Born in Boston, Massachusetts in 1932, Plath developed a precocious talent as a writer, publishing her first poem when she was only eight years old. That same year, tragedy introduced itself into her life as Plath was forced to confront the unexpected death of her father. In 1950, she began studying at Smith College on a literary scholarship, and while she was an outstanding student, she also began suffering from bouts of extreme depression. Following her junior year, she attempted suicide for the first time. Plath survived, and, in 1955, she was granted a Fulbright Scholarship to study in England at the University of Cambridge.
The film begins with a shot of Plath sleeping, then opening her eyes. As a student at Cambridge she rides along on her red bicycle and wearing an academic gown. She hears of a party to celebrate the publishing of a magazine called St. Botolph's, where she meets the young poet Ted Hughes. The two fall in love and marry in 1956, then go off to Massachusetts where her mother Aurelia lives. While they are both teaching at Smith College, Sylvia quickly learns that others are also enthralled by her husband, due to his combination of good looks, charisma, fame and success. They return to England, first to London and then to Devon, where Sylvia raises their two children and lives in her husband's professional shadow as she tries to eke out her own writing career, which doesn't come as naturally to her as it does to Ted. After a visit by David and Assia Wevill, who had rented their London flat, Sylvia rightly accuses Ted of infidelity. She kicks him out and then begins to write the poems that would be published posthumously in her collection titled Ariel. Sylvia then moves back to London with her children. Ted visits at Christmas and they make love again but he says he cannot leave Assia, who is pregnant. Shortly thereafter she prepares for her suicide, sealing off the children's room from the gas from her gas oven. A nurse comes to take out the children and Ted sees Plath's manuscript on her desk. A closing title informs us that her book made her much beloved and that Ted wrote his response in 1998 (just before his death), in a collection titled Birthday Letters.
Frieda Hughes, Sylvia Plath's daughter, objected to the making of the film and denied BBC Films the rights to her mother's poetry. Hughes published a poem in the magazine Tatler, which contained the line, "They think I should give them my mother's words/To fill the mouth of their monster/Their Sylvia Suicide Doll."[4]

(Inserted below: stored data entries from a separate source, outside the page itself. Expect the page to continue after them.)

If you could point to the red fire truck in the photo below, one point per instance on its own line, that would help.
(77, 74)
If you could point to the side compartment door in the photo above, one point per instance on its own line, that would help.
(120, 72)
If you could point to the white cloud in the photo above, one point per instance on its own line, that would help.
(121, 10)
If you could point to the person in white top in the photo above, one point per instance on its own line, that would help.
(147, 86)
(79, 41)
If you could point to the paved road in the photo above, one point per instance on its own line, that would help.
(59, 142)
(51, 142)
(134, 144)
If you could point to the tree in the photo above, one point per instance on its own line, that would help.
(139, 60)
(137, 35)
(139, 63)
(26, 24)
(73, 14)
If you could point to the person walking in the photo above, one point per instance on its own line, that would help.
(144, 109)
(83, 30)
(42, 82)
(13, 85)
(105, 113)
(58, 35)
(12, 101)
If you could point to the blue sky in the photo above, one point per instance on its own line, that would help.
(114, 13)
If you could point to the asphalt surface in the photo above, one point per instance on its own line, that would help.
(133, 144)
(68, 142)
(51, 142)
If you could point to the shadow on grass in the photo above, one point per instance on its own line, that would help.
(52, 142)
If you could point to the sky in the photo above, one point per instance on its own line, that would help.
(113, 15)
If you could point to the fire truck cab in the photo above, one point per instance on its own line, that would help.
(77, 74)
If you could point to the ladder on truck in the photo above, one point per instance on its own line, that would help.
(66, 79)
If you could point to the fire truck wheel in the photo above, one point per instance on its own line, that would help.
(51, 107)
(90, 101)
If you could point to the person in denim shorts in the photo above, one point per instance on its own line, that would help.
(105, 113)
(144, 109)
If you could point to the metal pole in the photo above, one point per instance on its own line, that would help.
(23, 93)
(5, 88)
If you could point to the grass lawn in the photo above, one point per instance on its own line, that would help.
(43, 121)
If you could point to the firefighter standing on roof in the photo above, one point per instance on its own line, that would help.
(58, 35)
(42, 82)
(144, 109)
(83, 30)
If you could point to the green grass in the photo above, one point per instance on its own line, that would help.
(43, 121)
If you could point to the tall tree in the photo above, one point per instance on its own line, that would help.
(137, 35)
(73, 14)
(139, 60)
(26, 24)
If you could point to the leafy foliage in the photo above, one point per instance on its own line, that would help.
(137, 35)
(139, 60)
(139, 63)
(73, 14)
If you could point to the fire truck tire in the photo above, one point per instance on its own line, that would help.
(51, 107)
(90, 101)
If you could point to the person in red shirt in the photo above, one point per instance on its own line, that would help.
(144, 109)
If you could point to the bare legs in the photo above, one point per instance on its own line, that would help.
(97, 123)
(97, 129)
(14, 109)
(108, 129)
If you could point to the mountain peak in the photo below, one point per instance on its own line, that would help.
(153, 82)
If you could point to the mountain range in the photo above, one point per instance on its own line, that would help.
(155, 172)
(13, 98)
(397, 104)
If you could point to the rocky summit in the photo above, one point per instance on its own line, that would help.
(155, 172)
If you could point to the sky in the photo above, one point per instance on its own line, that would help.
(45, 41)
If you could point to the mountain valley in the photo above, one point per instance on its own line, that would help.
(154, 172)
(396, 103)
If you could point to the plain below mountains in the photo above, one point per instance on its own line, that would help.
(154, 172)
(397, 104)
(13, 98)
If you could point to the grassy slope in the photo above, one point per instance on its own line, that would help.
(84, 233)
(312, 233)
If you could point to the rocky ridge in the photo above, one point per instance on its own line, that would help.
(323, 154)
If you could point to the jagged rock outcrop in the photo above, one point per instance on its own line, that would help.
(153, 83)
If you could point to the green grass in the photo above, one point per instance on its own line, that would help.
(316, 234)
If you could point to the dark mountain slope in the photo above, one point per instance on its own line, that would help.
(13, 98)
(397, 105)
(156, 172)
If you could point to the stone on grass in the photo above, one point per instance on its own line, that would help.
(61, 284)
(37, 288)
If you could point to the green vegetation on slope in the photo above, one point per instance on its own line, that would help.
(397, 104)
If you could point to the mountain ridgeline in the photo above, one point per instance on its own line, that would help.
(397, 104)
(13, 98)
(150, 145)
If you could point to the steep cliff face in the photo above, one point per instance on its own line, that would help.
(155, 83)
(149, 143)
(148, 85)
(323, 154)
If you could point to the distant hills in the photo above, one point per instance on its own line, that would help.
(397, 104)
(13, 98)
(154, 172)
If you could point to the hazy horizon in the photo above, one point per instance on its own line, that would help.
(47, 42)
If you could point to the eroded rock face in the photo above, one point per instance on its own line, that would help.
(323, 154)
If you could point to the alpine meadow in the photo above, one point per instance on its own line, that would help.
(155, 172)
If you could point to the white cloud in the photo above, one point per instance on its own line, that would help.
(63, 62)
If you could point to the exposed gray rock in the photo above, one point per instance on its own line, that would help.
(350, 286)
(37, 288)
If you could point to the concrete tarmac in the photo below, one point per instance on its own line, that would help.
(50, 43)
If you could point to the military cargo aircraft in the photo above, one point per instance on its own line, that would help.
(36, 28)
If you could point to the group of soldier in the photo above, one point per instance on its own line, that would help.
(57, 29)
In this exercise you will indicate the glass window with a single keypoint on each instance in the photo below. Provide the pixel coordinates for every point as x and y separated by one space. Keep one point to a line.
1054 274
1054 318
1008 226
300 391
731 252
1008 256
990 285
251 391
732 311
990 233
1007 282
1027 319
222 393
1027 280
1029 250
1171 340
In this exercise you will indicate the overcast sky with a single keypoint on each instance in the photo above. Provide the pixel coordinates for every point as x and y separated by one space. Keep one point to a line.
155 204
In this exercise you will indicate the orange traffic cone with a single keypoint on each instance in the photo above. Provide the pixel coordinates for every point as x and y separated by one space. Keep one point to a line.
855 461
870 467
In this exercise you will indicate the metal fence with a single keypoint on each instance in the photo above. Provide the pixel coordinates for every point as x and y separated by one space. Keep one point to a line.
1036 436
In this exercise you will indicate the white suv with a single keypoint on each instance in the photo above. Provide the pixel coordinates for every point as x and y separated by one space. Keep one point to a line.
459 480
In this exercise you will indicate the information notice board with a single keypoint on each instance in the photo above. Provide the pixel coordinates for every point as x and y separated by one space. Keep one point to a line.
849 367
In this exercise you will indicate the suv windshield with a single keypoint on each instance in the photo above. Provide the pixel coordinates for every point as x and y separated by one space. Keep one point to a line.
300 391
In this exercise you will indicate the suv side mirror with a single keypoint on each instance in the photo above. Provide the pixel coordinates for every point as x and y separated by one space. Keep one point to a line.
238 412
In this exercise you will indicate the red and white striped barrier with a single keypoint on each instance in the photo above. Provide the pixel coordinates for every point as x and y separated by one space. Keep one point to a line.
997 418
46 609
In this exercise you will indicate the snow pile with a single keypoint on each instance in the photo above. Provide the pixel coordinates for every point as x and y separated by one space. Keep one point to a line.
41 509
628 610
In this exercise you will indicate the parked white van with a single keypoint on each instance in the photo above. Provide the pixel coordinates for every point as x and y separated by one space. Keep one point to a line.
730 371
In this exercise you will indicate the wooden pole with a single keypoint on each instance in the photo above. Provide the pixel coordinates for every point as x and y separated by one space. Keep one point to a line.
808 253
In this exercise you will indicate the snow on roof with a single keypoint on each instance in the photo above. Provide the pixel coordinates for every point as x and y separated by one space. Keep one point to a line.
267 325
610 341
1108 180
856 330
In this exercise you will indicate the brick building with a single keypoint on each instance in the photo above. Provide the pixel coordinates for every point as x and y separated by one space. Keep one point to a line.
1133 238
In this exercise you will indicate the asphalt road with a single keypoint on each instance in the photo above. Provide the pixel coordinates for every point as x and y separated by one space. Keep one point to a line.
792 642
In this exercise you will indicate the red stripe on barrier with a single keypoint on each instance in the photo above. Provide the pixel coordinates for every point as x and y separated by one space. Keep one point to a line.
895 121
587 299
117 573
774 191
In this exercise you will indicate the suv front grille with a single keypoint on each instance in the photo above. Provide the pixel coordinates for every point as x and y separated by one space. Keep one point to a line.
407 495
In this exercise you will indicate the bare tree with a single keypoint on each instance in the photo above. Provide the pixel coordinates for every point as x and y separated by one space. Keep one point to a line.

Pawel Pawlikowski was originally attached to direct. However, he left due to the lack of artistic control he was given.[5] "I walked away because the script wasn’t good, and it became a Hollywood film, where you didn’t have much control. With my methods of sculpting and changing things, I would have got fired after a week," he said.[6]
Filming took place between October 2002 and February 2003.[7] Much of the film was shot in and around the New Zealand city of Dunedin, with the University of Otago serving to represent Cambridge.[7][8]
Reception
On review aggregate website Rotten Tomatoes, Sylvia has a 36% "rotten" approval rating based on 132 critics' reviews. The site's critics consensus reads, "This biopic about Sylvia Plath doesn't rise above the level of highbrow melodrama."[9] On Metacritic, the film has a score of 56 out of 100 based on 40 reviews, indicating "mixed or average reviews".[10]
Roger Ebert gave the film three out of a possible four stars, praising Paltrow and Craig's performances.[11]A.O. Scott, writing for The New York Times, also praised Paltrow's portrayal of Plath, but wrote that, "The psychological dynamics of the marriage, unsettled by professional envy and sexual jealousy, are duly noted, but the film's emotions are too big, too untidy and too strange to be contained by its story."[12]
Claudia Puig of USA Today also praised the performances, but said the film falls short of "depicting Plath as an artist. We don't learn what inspired her to pursue writing as an outlet for her emotional turmoil."[13] Puig also commented that the movie "glosses over" what led Plath and Hughes to drift apart from each other.[13] Writing for Slate, Meghan O'Rourke said while the film "purports to be interested in Plath as an artist, it tends to reinforce the old clichés about her work."[14] O'Rourke added it "fails to explore the fact that Plath was one of the first major American poets to be a mother and to take the pleasure of motherhood as her subject."[14]